What I would find is that these bars were analogous to charting an unknown course to a known destination; I got to where I wanted to go in ways I had never tried, but I know the missed turns I would take next time.

When I say unfamiliar I mean REALLY unfamiliar. I had never attempted shortbread before, much less layering on top of it. My first try, valiant though it was, was processed too much and balled on me. I blame the food processor.
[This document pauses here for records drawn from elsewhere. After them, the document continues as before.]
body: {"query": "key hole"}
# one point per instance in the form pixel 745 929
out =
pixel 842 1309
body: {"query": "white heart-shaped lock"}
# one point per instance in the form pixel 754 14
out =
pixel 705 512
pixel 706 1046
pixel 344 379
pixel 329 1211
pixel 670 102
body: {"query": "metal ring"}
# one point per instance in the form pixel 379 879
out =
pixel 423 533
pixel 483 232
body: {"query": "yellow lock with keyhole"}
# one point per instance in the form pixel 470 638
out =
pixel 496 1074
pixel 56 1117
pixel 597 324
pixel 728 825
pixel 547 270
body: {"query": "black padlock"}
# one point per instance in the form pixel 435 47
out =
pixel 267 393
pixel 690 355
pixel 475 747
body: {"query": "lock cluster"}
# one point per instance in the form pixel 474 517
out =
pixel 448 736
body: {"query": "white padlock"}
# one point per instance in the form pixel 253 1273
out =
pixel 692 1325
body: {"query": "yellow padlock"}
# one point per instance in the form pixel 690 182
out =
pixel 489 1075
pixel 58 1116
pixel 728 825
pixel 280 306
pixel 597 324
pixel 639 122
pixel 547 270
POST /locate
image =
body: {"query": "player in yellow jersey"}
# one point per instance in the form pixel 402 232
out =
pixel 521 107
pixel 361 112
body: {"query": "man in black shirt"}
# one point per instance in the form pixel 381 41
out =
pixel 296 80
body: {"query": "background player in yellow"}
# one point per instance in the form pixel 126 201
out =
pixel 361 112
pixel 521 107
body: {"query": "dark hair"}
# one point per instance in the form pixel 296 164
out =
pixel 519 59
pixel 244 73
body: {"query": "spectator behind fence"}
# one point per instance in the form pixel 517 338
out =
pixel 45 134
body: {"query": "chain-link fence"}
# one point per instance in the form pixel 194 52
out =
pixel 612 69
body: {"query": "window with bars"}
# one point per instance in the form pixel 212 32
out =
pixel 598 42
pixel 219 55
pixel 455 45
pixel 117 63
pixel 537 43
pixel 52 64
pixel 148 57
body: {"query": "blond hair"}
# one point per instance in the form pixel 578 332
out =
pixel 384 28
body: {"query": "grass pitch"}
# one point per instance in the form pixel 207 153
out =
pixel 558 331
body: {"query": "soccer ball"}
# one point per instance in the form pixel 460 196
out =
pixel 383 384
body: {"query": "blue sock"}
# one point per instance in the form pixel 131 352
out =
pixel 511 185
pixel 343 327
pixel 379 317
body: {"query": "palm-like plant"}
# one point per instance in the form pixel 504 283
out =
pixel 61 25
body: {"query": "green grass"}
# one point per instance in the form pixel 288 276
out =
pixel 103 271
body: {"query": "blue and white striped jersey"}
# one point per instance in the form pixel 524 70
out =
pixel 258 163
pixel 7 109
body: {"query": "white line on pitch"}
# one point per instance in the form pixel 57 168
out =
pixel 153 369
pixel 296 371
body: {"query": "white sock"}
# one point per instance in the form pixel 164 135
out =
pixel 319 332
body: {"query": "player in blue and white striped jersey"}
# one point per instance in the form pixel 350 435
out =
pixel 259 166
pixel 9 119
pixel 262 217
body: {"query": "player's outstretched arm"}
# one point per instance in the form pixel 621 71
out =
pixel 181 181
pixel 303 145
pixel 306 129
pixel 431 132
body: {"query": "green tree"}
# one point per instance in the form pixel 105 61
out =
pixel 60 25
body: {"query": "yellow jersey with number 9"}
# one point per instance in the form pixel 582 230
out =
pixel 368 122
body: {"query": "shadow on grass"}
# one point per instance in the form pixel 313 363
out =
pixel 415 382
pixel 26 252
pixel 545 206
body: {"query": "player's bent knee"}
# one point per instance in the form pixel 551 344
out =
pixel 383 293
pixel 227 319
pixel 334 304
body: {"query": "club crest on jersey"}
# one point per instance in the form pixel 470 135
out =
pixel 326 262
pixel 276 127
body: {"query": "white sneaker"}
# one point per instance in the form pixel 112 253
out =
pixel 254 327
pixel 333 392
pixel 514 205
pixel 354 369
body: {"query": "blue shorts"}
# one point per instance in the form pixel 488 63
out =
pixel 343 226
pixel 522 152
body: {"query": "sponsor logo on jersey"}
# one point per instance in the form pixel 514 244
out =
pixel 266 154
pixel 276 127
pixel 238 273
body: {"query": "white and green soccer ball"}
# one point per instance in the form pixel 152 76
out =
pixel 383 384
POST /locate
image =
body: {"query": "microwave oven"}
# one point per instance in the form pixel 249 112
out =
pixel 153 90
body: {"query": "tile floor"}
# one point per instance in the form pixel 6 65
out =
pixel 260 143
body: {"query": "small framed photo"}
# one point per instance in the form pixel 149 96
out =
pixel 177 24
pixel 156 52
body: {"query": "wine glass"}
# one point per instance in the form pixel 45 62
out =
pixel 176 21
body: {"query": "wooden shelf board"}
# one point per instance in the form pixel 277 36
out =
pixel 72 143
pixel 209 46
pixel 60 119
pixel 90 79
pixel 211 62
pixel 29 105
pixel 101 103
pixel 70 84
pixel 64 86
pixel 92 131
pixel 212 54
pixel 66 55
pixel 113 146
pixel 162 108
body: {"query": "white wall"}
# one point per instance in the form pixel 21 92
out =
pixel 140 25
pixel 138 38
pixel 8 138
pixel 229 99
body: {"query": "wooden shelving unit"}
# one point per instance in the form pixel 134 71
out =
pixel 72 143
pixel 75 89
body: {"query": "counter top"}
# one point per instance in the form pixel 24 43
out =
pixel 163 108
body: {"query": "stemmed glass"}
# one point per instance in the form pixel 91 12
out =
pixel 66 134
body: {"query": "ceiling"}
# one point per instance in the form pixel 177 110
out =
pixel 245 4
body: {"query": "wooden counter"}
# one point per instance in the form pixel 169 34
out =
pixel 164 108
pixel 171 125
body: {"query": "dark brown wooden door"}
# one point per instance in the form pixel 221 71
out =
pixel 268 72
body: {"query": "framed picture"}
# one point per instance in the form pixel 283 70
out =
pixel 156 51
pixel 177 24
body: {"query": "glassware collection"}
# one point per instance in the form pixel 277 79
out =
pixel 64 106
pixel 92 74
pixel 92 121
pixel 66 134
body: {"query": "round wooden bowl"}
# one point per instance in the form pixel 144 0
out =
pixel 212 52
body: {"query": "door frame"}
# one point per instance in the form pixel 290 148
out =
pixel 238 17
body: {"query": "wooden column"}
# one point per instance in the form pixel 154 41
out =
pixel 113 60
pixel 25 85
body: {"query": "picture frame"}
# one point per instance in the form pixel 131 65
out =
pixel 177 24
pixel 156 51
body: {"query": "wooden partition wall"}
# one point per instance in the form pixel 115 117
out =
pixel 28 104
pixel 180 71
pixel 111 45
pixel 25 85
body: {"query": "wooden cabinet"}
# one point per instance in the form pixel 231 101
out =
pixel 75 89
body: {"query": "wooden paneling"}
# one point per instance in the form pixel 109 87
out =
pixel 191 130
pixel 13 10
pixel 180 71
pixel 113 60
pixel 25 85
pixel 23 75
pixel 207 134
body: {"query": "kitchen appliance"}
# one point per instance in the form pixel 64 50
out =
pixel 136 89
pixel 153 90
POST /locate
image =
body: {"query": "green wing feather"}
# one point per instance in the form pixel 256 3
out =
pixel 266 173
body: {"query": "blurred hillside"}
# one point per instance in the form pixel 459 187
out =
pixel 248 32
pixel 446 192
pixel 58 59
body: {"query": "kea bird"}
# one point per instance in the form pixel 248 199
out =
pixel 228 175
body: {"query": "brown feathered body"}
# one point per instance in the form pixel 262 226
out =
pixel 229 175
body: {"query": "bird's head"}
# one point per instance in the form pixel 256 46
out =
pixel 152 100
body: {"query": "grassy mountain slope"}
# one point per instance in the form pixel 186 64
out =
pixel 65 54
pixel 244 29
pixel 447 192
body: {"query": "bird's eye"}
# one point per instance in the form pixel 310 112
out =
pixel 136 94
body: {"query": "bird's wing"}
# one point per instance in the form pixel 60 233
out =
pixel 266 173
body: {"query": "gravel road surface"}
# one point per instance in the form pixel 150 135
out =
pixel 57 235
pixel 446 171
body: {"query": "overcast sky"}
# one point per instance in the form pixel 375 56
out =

The culinary gods were aberrantly forgiving though; my tart pan was nowhere near filled by one batch of shortbread and required a second. A retry brought MUCH better results.


I used my extensive array of professional grade cooking utensils to even out the dough. Okay, yes that is the inverted lid of an old sour cream container. My friends and colleagues will tell you the surest way to tell if the food in the work fridge is mine is that it will be encased an a Daisy sour cream container. Go ahead and judge my MacGuyver ingenuity. Somewhere Alton Brown is nodding with approval.



My fears over shortbread inexperience abated when I pulled my golden brown round of happiness from the oven. Aaaaaaaaaand then I got cocky....

My intended alterations to the recipe were twofold: I would substitute the caramel sauce for a more brittle-esque caramel layer, and the chocolate layer would be tempered first. I wanted this to be a growth experience in pastry technique, and I have always wanted to try both caramelizing sugar and tempering chocolate. The first of these alterations led to calamity: even though David Lebowitz's very astute article cautioned me, I turned away from my heating sugar momentarily (what can happen in 3 seconds really?) and returned to an erupting mess boiling right through the center of pristine white. Like Sarah Palin's credibility, it couldn't be saved. So try, try again: lower heat, greater vigilance...there! caramelizing around the corners...be patient...wiggle the pan...CRAAAAAP!!! It's melted from the bottom leaving the top untouched!!! *expletives fly**vigorous stirring*

...fastforward to the successful part...

Caramel - golden brown devil

Tempering the chocolate was more slowly tedious, but a lot more successful. Also, more tempting. Watching a pot of chocolate slowly cool makes you wonder if just tipping it back into your gaping maw would be better.

Gratuitous chocolate money shot

A few hours in the fridge and things were set pretty nicely. In retrospect the caramel layer was much too thick, leaving a substantial dental-testing barrier of burnt sugar to gnaw through. All things aside it was pretty damn tasty.